There are clear errors in the description of the history after 1900 - there is no mention about the CIC from 1917 - could somebody correct it? - I have no sources at hand. --Ioannes Pragensis 07:39, 27 March 2006 (UTC)
- I caught a couple of the errors, but I don't remember all the details off hand, so I only put in teh parts that I was sure of. Where are the other Canon law students?DaveTroy 19:48, 9 June 2006 (UTC)
I made some signficant changes.
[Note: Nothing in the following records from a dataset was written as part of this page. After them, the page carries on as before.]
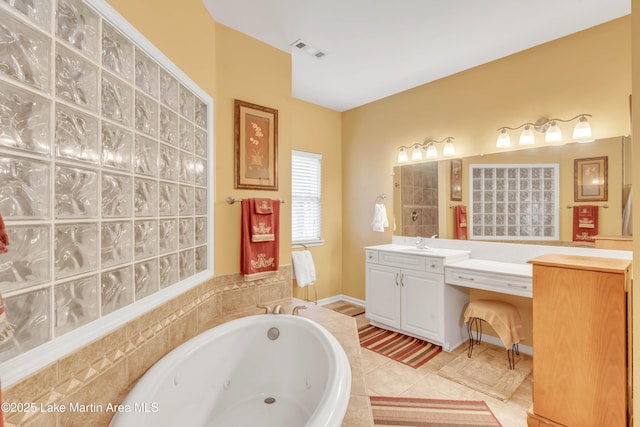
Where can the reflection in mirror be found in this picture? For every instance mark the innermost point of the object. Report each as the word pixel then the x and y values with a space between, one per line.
pixel 416 199
pixel 416 188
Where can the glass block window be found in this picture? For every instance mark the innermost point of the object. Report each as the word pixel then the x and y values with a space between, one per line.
pixel 104 171
pixel 306 197
pixel 514 202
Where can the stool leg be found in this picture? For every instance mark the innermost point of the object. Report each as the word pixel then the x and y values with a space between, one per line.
pixel 478 325
pixel 511 355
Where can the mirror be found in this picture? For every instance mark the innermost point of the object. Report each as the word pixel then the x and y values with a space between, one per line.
pixel 422 204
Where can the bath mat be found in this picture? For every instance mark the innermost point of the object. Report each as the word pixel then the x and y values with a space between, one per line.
pixel 487 371
pixel 410 351
pixel 404 411
pixel 346 308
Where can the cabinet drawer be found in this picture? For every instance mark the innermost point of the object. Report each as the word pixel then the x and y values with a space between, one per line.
pixel 503 283
pixel 434 265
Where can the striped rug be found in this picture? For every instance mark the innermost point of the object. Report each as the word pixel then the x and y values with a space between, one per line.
pixel 411 351
pixel 405 411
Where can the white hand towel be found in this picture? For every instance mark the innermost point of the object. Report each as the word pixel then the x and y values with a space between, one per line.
pixel 303 268
pixel 380 220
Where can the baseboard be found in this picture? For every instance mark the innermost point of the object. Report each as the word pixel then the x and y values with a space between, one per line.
pixel 341 297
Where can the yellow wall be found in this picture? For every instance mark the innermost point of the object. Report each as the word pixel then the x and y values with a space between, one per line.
pixel 184 32
pixel 260 74
pixel 635 179
pixel 230 65
pixel 587 72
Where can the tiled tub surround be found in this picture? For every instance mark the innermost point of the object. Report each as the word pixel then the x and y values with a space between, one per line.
pixel 106 369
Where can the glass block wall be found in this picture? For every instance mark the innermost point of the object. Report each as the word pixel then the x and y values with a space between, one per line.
pixel 514 202
pixel 103 170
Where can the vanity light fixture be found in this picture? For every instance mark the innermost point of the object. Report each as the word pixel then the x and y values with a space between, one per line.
pixel 550 128
pixel 429 146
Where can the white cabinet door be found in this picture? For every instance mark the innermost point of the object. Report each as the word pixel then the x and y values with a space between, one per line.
pixel 422 304
pixel 383 294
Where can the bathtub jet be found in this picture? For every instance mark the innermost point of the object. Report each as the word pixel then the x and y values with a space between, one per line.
pixel 237 375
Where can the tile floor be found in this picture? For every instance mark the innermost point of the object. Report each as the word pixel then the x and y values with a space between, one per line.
pixel 386 377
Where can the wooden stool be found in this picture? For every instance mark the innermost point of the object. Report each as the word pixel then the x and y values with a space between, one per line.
pixel 503 318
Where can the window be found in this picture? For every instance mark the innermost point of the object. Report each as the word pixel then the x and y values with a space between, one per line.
pixel 306 193
pixel 514 202
pixel 106 178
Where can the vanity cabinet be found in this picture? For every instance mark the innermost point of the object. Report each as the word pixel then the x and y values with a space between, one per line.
pixel 580 340
pixel 405 292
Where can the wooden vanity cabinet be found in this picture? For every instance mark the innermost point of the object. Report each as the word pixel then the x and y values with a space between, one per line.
pixel 579 341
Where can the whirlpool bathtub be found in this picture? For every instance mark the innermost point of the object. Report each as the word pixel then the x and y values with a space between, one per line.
pixel 266 370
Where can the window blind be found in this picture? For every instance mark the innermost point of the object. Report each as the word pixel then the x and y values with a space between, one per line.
pixel 306 174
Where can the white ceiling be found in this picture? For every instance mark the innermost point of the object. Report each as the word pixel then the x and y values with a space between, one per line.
pixel 375 48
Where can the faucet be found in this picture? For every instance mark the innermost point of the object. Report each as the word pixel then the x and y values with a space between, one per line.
pixel 267 309
pixel 420 243
pixel 278 309
pixel 297 308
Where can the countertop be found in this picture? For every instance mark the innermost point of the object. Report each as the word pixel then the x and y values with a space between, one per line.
pixel 497 267
pixel 412 250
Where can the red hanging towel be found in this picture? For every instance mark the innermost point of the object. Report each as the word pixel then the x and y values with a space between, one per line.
pixel 257 257
pixel 460 222
pixel 585 223
pixel 262 221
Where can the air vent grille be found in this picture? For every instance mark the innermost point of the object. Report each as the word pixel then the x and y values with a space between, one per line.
pixel 307 48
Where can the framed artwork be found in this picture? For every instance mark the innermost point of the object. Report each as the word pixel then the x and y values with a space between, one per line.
pixel 456 179
pixel 256 146
pixel 590 179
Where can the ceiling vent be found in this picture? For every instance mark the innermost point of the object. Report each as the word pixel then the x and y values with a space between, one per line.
pixel 305 47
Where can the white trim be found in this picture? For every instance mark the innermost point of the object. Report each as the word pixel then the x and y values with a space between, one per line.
pixel 341 297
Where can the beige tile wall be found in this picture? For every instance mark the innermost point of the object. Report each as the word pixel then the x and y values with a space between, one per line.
pixel 105 370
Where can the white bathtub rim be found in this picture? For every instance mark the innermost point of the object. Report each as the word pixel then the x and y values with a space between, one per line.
pixel 331 407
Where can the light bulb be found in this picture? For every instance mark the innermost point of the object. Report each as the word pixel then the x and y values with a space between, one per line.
pixel 432 152
pixel 527 137
pixel 402 156
pixel 416 154
pixel 554 134
pixel 503 139
pixel 449 149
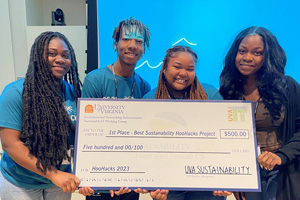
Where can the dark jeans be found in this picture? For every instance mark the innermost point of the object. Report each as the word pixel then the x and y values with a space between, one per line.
pixel 106 196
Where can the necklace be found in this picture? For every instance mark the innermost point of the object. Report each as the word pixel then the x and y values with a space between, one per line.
pixel 116 83
pixel 184 96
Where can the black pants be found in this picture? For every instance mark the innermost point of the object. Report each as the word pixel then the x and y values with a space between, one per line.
pixel 106 196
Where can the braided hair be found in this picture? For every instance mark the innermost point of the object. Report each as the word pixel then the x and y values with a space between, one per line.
pixel 127 24
pixel 46 123
pixel 194 91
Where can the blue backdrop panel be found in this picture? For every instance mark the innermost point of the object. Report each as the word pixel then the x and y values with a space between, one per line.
pixel 207 26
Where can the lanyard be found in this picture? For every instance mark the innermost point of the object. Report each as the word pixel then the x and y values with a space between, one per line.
pixel 116 83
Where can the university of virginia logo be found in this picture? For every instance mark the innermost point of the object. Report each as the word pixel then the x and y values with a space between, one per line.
pixel 235 115
pixel 89 109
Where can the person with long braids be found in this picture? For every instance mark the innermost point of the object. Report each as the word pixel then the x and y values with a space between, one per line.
pixel 37 123
pixel 178 80
pixel 119 80
pixel 254 70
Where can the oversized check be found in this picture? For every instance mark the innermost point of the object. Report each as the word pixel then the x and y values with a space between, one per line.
pixel 176 145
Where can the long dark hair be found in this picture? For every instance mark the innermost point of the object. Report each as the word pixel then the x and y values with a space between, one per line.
pixel 195 91
pixel 271 82
pixel 46 123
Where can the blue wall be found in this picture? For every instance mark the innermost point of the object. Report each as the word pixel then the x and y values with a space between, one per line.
pixel 209 27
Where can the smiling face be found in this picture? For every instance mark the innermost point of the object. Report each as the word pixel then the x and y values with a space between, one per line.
pixel 250 55
pixel 59 58
pixel 179 73
pixel 130 47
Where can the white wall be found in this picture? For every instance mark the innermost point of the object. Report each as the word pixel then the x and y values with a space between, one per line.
pixel 6 51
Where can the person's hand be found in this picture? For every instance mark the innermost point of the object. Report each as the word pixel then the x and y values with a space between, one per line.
pixel 66 181
pixel 142 191
pixel 121 191
pixel 222 193
pixel 239 195
pixel 86 191
pixel 268 160
pixel 155 194
pixel 159 194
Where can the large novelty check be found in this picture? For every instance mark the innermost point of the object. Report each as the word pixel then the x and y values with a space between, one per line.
pixel 176 145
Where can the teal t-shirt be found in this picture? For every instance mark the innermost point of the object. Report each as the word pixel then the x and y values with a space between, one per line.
pixel 11 113
pixel 211 92
pixel 100 83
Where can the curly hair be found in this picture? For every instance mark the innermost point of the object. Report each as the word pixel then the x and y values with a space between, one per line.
pixel 129 23
pixel 271 81
pixel 46 123
pixel 195 91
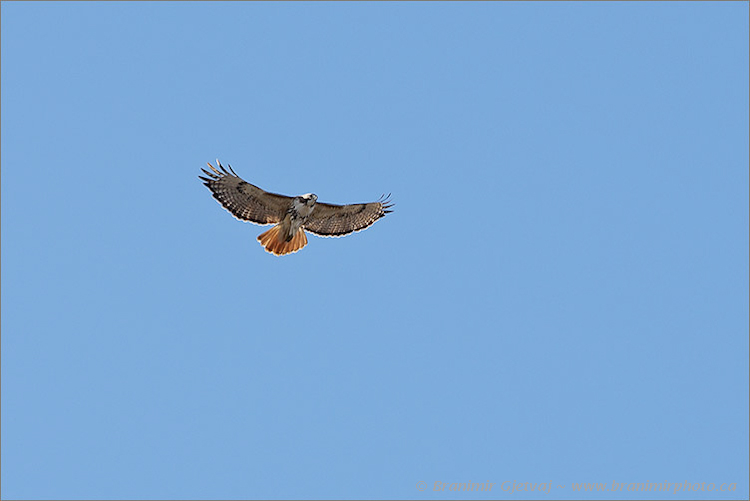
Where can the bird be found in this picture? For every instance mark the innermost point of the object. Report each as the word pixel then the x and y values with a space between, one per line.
pixel 291 216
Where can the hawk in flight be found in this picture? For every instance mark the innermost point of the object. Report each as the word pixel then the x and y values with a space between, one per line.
pixel 290 215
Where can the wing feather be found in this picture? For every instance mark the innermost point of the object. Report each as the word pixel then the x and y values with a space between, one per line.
pixel 329 220
pixel 243 200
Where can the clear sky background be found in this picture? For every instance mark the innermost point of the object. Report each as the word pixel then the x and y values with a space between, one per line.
pixel 561 294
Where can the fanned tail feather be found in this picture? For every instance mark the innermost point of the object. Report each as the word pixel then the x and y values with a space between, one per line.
pixel 273 241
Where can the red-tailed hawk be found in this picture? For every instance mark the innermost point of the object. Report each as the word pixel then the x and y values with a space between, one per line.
pixel 291 215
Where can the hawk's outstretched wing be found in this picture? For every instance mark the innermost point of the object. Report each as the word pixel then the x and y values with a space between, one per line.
pixel 329 220
pixel 244 200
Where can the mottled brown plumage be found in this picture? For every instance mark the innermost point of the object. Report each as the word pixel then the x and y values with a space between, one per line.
pixel 292 215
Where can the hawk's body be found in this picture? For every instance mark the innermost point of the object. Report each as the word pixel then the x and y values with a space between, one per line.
pixel 292 216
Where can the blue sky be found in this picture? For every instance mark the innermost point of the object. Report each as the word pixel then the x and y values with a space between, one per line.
pixel 561 295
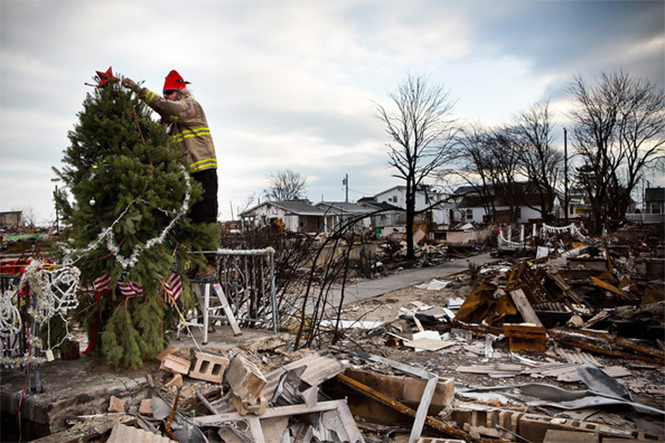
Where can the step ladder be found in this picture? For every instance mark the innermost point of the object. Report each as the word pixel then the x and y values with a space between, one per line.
pixel 211 307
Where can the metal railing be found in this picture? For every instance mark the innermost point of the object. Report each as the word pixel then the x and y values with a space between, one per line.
pixel 248 280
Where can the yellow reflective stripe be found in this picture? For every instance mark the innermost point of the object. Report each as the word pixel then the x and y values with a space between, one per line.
pixel 203 164
pixel 199 132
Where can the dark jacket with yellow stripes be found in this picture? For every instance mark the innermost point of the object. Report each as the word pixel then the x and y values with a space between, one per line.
pixel 186 122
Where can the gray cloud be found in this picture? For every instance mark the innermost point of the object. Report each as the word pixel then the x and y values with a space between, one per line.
pixel 290 84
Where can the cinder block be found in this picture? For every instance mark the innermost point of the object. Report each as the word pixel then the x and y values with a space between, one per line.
pixel 171 350
pixel 146 407
pixel 175 381
pixel 116 404
pixel 209 367
pixel 557 436
pixel 245 379
pixel 243 407
pixel 534 427
pixel 439 440
pixel 510 419
pixel 175 364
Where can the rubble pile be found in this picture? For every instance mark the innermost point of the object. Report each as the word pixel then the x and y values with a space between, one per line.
pixel 557 346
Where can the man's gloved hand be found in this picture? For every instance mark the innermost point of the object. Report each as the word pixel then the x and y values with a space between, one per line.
pixel 128 83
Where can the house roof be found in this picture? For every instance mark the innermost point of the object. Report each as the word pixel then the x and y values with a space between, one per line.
pixel 474 201
pixel 462 190
pixel 295 207
pixel 342 207
pixel 654 195
pixel 385 206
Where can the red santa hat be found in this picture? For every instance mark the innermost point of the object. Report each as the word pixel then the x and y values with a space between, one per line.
pixel 174 81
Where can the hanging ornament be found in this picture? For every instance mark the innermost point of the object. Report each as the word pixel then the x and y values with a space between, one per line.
pixel 105 77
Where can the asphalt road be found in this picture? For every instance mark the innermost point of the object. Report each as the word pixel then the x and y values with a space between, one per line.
pixel 403 279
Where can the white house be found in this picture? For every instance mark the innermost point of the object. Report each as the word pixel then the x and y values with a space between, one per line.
pixel 297 216
pixel 339 212
pixel 425 198
pixel 527 207
pixel 386 214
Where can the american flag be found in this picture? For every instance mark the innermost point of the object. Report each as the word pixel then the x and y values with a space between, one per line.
pixel 130 289
pixel 102 283
pixel 172 288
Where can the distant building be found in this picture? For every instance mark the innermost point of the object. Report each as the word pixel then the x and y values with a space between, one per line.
pixel 426 197
pixel 296 215
pixel 11 219
pixel 654 200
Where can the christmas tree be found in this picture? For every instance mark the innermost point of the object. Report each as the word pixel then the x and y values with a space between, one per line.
pixel 125 208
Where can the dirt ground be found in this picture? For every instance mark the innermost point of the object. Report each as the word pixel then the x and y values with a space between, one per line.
pixel 467 350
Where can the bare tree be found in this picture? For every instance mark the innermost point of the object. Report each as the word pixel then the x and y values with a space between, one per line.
pixel 619 133
pixel 473 164
pixel 421 129
pixel 539 161
pixel 285 186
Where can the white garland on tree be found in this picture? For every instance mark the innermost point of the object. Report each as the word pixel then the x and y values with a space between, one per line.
pixel 10 317
pixel 52 292
pixel 113 247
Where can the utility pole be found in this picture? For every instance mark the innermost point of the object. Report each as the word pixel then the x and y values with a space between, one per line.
pixel 565 173
pixel 345 182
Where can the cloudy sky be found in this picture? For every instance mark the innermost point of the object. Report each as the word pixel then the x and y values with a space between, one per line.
pixel 291 84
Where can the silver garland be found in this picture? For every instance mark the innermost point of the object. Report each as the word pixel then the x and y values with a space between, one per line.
pixel 112 246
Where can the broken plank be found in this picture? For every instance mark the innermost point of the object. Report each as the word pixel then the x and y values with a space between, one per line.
pixel 430 421
pixel 421 413
pixel 524 307
pixel 282 411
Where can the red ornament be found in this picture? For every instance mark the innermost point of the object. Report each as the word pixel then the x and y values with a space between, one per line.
pixel 105 77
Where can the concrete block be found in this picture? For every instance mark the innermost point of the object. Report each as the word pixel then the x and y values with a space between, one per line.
pixel 175 364
pixel 175 381
pixel 146 407
pixel 534 427
pixel 116 404
pixel 557 436
pixel 245 408
pixel 408 390
pixel 209 367
pixel 245 379
pixel 171 350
First, why there is a peroration cheerleading for the Gregorian is beyond me. There are a lot of faculties of Canon Law. Second, it is patently untrue that almost all of the cardiunals come from the Greg. Third, the Apostolic Signatura is in no way the bar" for Canon Laws -- the number of canonists who ever actually interact with the Signatura is miniscule. Cloture is a technical parliamentary term, and does not mean the same thing as "closed." Gasparri was only arguable "brilliant" and the Pope did not merely "permit" the Eastern Churches to have their own system of canon law, etc.HarvardOxon 18:39, 5 July 2006 (UTC)
Delineation, correction, self evident truth
I'm going to change the intro, adding: The Code of Canon Law is properly termed Canon Law, only in relation The Law governing The One true Holy Roman Catholic and Apostolic Church. Other codes termed, canons, gain some legitimacy, through the reader's association with the Canon Law. The Code of Canon Law is translated into English []. This is the oldest continuously functioning body of law in the world.
- Hi, I removed it, sorry - because not all churches' canons have been codified, and those whose are, is different. Though, The Code of Canon Law is covered under the Roman Catholic Church section. Also, it is covered in this article: Code of Canon Law, where there is a link to the Code of Canons of the Eastern Churches. :) --KGBarnett (talk) 18:42, 26 May 2008 (UTC)
Canon law is defined as an ecclesiastical law, but the term ecclesiastical law redirects to canon law. Can someone who knows what either of these terms mean please explain in the lead? Thanks.--188.8.131.52 (talk) 19:52, 7 July 2008 (UTC)
Civil ecclesiastic law
There is a related branch of law which is structurally close to canon law, but which only becomes applied when the Roman Catholic Church and/or Eastern Orthodox Church is selected as the State religion. This has not happened in a long time, although it was the de facto situation in certain South American States until the late 1980s. This branch of law is called Civil ecclesiastic law, which is roughly the Christian equivalent of Sharia and/or Halakha. There is a stub here on WP-FR  which might be translated into WP-EN if sufficient and correct sources on the topic can be found. ADM (talk) 08:46, 13 March 2009 (UTC)
What is Canon Law?
I've read this article, along with the specific individual articles for Anglican and Roman Catholic Canon Law, and I still have no idea what the hell Canon Law actually is. Is it just the bylaws, so to speak, of the respective churches, that handle things like organizational structure and authorities? Is it there a theological component? Are the seven sacraments part of canon law? How is it established and promulgated? And so on. —Preceding unsigned comment added by 184.108.40.206 (talk) 23:41, 20 April 2009 (UTC)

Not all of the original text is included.